Vencer as próprias resistências é sinal de amadurecimento. Aos poucos, dentro de um espaço de tempo muito próprio e do alto de seus nove anos, Anna vai superando as perdas e aprendendo que sobre incertezas se constrói boa parte de nossas decisões diárias. Assim, segue desafiando-se e desafiando as instituições: seja a família, sejam os grupos de resistência política, a escola, a igreja. O último movimento desse tour-de-force é convidar o pai para uma viagem à Espanha.
Diante da pergunta de Marie: “Será uma viagem difícil – você tem certeza de que quer ir?” Anna não vacila. Juntos, ela e o pai farão uma espécie de resgate de sua história, que se confunde com as memórias de cada um: para ele, aquilo que foi deixado pelo meio do caminho há muito tempo atrás; para ela, a possibilidade de estabelecer novas conexões com o que estava vivendo naquele momento. Sem dúvida, para ambos, a certeza de que essa é uma viagem só de ida em direção a um futuro incerto, mas que precisa estar em movimentação.
Ao experimentar essa espécie de ‘tudo-ao-mesmo-tempo-agora’, com tanta intensidade, Anna vai se dando conta de que estão ali momentos que marcarão a sua vida para sempre, assim como marcaram profundamente a História nestas últimas décadas.

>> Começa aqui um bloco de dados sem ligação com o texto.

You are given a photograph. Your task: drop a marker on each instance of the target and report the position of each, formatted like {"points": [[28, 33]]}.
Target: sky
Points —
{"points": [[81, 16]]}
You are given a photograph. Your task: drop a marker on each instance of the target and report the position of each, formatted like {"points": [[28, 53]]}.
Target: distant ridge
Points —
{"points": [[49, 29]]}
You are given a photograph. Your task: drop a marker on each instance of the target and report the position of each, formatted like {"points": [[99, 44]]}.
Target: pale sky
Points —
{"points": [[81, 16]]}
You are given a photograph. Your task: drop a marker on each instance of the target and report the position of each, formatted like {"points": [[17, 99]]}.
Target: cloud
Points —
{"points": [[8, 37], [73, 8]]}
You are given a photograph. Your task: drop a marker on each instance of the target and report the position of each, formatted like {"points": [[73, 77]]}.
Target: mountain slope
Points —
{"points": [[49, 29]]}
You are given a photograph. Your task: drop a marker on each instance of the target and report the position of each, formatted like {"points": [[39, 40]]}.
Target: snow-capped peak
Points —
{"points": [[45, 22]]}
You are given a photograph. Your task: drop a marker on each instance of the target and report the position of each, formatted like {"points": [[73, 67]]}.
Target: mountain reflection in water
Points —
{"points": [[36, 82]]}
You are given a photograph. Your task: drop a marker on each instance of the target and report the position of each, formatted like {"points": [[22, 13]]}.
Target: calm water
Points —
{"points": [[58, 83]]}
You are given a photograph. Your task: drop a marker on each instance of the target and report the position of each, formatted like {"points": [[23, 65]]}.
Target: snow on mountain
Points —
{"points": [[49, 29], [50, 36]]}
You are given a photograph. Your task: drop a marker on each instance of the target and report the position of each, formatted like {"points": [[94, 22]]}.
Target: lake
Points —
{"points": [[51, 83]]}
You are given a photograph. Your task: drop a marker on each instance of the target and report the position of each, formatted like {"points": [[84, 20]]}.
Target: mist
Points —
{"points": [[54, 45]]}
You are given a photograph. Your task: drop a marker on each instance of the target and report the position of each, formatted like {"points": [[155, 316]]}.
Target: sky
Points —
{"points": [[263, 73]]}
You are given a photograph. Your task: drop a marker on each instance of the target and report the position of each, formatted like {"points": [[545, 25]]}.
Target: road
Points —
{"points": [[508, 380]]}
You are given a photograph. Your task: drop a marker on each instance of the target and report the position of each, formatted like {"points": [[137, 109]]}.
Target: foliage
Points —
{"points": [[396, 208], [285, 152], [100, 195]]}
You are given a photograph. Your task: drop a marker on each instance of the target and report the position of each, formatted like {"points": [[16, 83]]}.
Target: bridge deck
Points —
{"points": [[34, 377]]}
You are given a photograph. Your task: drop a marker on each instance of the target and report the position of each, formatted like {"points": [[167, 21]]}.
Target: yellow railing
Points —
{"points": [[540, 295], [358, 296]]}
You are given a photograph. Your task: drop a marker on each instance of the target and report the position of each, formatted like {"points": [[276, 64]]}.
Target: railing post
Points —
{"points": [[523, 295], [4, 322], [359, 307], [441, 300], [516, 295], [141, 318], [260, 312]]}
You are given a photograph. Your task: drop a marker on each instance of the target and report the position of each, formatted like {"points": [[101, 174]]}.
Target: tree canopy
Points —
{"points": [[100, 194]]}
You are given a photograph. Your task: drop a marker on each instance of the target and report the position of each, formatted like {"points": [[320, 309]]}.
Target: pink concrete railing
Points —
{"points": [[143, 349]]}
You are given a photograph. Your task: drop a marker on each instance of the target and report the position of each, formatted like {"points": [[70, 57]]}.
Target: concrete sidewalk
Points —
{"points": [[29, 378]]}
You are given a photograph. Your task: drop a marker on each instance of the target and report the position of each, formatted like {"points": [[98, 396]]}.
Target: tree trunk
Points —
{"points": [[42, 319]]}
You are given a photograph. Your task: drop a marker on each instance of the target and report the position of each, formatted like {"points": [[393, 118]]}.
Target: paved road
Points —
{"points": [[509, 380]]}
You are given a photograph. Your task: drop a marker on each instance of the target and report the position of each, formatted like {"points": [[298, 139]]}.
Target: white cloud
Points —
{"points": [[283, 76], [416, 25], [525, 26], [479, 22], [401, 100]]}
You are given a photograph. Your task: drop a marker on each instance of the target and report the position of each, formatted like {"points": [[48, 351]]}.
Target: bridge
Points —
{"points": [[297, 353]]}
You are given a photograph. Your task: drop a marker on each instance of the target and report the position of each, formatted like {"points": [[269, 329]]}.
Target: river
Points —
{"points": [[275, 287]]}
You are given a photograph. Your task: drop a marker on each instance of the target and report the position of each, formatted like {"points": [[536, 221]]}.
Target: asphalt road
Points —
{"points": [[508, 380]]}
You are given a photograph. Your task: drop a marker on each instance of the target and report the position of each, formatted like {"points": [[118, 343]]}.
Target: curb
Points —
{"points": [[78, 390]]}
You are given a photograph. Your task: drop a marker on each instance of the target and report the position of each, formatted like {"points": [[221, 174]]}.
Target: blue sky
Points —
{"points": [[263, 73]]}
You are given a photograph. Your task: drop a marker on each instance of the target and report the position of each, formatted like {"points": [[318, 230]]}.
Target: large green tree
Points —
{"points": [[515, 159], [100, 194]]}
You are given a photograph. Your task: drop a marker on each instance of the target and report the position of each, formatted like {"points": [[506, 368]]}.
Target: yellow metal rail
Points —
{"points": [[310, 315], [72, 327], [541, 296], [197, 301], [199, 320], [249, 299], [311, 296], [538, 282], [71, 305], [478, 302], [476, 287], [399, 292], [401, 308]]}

De uma certa forma, “A Culpa é do Fidel” nos relembra que este ‘tudo-ao-mesmo-tempo-agora’ continua vivo. E se Maio de 68 foi um marco do período, certamente não é a sua mais completa tradução, pois esta é uma história sem fim. Para mim, contemporânea de Anna, deixar a sala de cinema após este filme nos traz ao menos uma certeza: “Sei que nada será como antes / amanhã”. Isso reacende a utopia de que é possível sacudir as estruturas. E se a culpa é do Fidel, este deve ser um desejo e um prazer de todos/as nós.